By Malika Pryor Martin
As a nation that generally contemplates membership in a civic context (think sororities, your local Lodge, or Rotary), the challenge to many cultural institutions is how we build a sense of loyalty and belonging in spaces that are new and often largely unknown?
Consider this: the oldest person born at the time The National Art Gallery of The Bahamas opened to the public, is currently, 14 years old. Let that sink in for a moment. There are literally no adults in The Bahamas who came of age with ready access to a public national arts museum. Beyond our relative youth, the NAGB’s outreach programming, which has expanded our capacity to serve a broad and diverse local audience, has only begun to take shape in the last three to five years. So, while some may hear criticism of the Bahamian public for not engaging their own cultural spaces with the veracity and commitment sometimes seen in other societies, it’s important to note that connectivity and history matter. Countries in North America, Europe and much of Asia have the benefit of an established – in some cases, centuries old – system of public museums and galleries. Those institutions are often tied to the very fabric of national identity, not only with respect to how those nations see themselves, but also how the world sees them (think the Louvre and France).
In the U.S., memberships to non-profits are incentivised at the federal level. National policy dictates that if you give to an organization by “joining,” you can in turn reduce your taxes owed by a percentage of that membership gift. In other cases, communities can decide to allot some of their municipal tax income to fund arts and cultural initiatives. In the States, we call them a millage. However, neither incentives nor taxes are leveraged in this way in The Bahamas. So, how do public museums and galleries, dedicated to the greater public good, encourage meaningful discourse and interaction from the very public we serve without similar personal incentives or direct-line funding?

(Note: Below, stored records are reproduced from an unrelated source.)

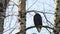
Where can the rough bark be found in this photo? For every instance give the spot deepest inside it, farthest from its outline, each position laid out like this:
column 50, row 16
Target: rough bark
column 21, row 16
column 2, row 14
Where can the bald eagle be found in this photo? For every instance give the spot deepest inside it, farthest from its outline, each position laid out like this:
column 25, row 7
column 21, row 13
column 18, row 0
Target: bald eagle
column 38, row 22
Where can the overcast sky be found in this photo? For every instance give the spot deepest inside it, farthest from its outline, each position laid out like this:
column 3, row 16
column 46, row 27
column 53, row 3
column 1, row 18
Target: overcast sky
column 39, row 5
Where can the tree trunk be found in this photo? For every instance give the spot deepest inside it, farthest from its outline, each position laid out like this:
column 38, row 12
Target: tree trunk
column 57, row 17
column 21, row 16
column 3, row 5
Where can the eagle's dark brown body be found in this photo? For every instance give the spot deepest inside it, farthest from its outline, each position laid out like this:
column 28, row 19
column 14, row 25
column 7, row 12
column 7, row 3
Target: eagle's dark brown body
column 38, row 21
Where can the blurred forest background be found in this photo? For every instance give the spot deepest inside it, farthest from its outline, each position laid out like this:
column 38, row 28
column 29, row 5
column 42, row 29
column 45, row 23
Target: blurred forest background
column 10, row 17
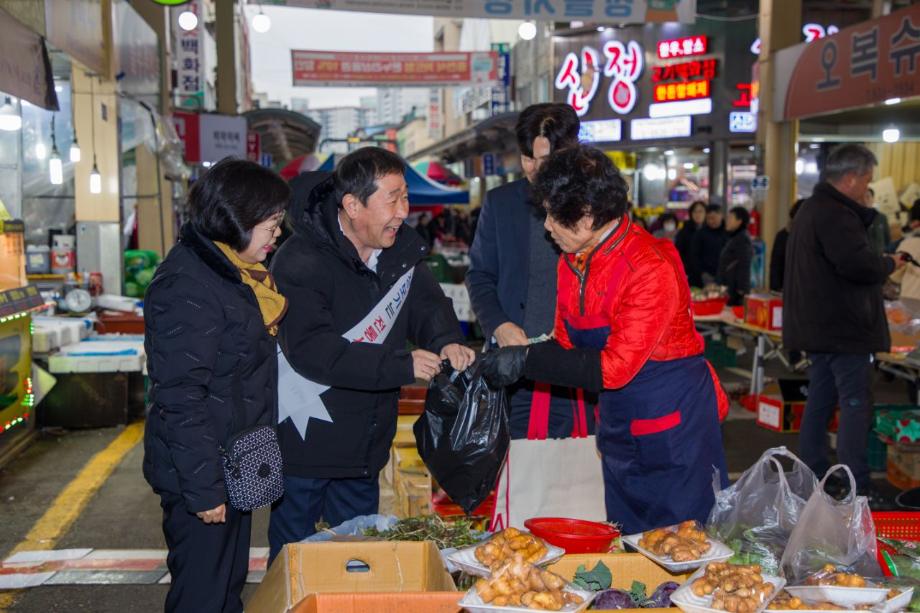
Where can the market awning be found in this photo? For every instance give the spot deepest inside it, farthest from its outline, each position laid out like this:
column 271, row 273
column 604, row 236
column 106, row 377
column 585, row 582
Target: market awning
column 863, row 64
column 422, row 190
column 284, row 134
column 438, row 172
column 492, row 135
column 25, row 68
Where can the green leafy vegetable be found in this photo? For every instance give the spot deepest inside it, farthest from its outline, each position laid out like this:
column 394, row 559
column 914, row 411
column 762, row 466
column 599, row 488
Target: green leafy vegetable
column 638, row 592
column 458, row 533
column 597, row 579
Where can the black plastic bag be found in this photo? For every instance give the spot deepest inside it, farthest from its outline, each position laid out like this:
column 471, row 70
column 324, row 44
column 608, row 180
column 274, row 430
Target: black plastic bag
column 463, row 434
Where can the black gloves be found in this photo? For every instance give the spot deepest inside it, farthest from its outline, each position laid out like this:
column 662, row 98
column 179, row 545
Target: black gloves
column 503, row 367
column 545, row 362
column 549, row 363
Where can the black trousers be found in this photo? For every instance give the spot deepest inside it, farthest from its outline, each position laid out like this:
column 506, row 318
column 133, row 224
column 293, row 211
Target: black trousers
column 843, row 379
column 208, row 563
column 306, row 501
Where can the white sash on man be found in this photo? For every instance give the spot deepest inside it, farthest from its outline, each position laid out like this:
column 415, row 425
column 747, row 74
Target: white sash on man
column 298, row 397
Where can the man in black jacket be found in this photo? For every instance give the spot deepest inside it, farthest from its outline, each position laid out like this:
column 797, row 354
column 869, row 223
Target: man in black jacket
column 512, row 276
column 707, row 246
column 735, row 259
column 358, row 291
column 834, row 310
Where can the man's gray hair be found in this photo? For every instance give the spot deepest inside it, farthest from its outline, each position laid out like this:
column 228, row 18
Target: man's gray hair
column 849, row 159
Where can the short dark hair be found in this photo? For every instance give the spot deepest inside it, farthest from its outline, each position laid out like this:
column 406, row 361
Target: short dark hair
column 694, row 205
column 233, row 197
column 848, row 159
column 914, row 214
column 581, row 181
column 357, row 172
column 556, row 121
column 742, row 214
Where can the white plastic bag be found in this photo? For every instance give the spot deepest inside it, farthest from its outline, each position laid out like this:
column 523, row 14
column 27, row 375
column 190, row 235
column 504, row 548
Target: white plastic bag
column 830, row 531
column 756, row 515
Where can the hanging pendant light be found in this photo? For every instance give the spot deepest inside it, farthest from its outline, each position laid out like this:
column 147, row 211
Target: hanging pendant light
column 95, row 178
column 55, row 164
column 261, row 22
column 10, row 121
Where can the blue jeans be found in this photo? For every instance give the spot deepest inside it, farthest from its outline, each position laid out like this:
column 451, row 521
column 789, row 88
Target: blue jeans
column 844, row 379
column 306, row 501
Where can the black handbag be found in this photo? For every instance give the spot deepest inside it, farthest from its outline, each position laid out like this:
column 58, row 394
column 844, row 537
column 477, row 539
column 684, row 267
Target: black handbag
column 252, row 462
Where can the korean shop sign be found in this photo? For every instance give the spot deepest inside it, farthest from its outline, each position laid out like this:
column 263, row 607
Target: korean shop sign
column 345, row 68
column 863, row 64
column 581, row 75
column 597, row 11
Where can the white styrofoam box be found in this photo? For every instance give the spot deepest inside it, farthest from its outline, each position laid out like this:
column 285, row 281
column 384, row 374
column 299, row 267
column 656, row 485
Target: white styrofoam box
column 45, row 339
column 53, row 332
column 113, row 302
column 108, row 355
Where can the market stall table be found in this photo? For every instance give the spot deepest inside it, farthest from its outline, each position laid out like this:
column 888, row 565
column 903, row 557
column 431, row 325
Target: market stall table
column 903, row 366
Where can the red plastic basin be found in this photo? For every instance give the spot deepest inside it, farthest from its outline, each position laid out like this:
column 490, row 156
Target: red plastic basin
column 573, row 535
column 713, row 306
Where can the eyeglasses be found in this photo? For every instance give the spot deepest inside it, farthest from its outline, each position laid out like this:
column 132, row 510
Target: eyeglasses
column 271, row 227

For starters, we are tasked in some ways with redefining what a museum or gallery is at its core. If we are honest, much of what we see in the halls of the most renown art and cultural museums, particularly in the West, are the vestiges of an imperial past, marred by theft under the guise of exploration. As a former colonized state, we are neither privy to such treasure troves, replete with the spoils of war, nor do we desire to be framed in that manner. That means to engage with and be engaged by an arts organisation, here in The Bahamas, is an evolving relationship with the onus being squarely placed, and rightfully so, on the institution – to be the primary actor working to figure out how that relationship can look and how it can work.
So, at our core, we are an educational institution, not with the goal of being the grand colonial house atop the hill, looking down at Over-the-Hill communities, but instead to be a space where those who once could only enter through back gates, can now cross the threshold of the Villa Doyle with a sense of ownership.
This is your National Art Gallery, where we welcome all: citizen and visitor, alike. This is the manner in which we want to be seen and received, so much so that one is compelled to join, to visit, to expect that there is something here for all of us and indeed there is. Programming includes: rotating exhibitions; children’s events for all ages; school tours; and Free “Local Sundays,” which starting this weekend will include tours for visitors (at no additional charge).
We have even launched special events for NAGB members.
As a museum charged with the purpose of preserving and promoting Bahamian art, we are working to build community, so that whether you choose to become a paying member or not, as a citizen of The Bahamas or a resident in New Providence, it is clear that you belong here and that art is for you – in part – because the artists predominantly featured are of and from this grand archipelago. If art is being created by these Bahamian makers, it is because creativity, to varying degrees, is in us all.
Education Officer and ceramist Katrina Cartwright so eloquently articulates, “We live in a society where the arts are seen as “other” and artists and their practice as something mystical – a little otherworldly. The reality is that we all participate in this apparent mysticism on a daily basis, whether it is through the making or use of locally made crafts, decorating our homes and churches, or coordinating the production of children’s plays. This is why spaces like The National Art Gallery of The Bahamas are so important. By facilitating interactions between artists and members of the community, access to the arts and an increased awareness of the creative spirit that pervades our society is fostered.”
“The NAGB [is working to] create a space where new talent can be nurtured, [and] artists, whether through their works or instruction, can engage with community members to affect change in our society. When we make this connection, the arts, artists, and the institutions that support them are no longer seen as other, but as an integral part of the social and cultural fabric of a nation. After all artists are the visual documenters of our history, and it is only through knowing our history that we truly know ourselves.”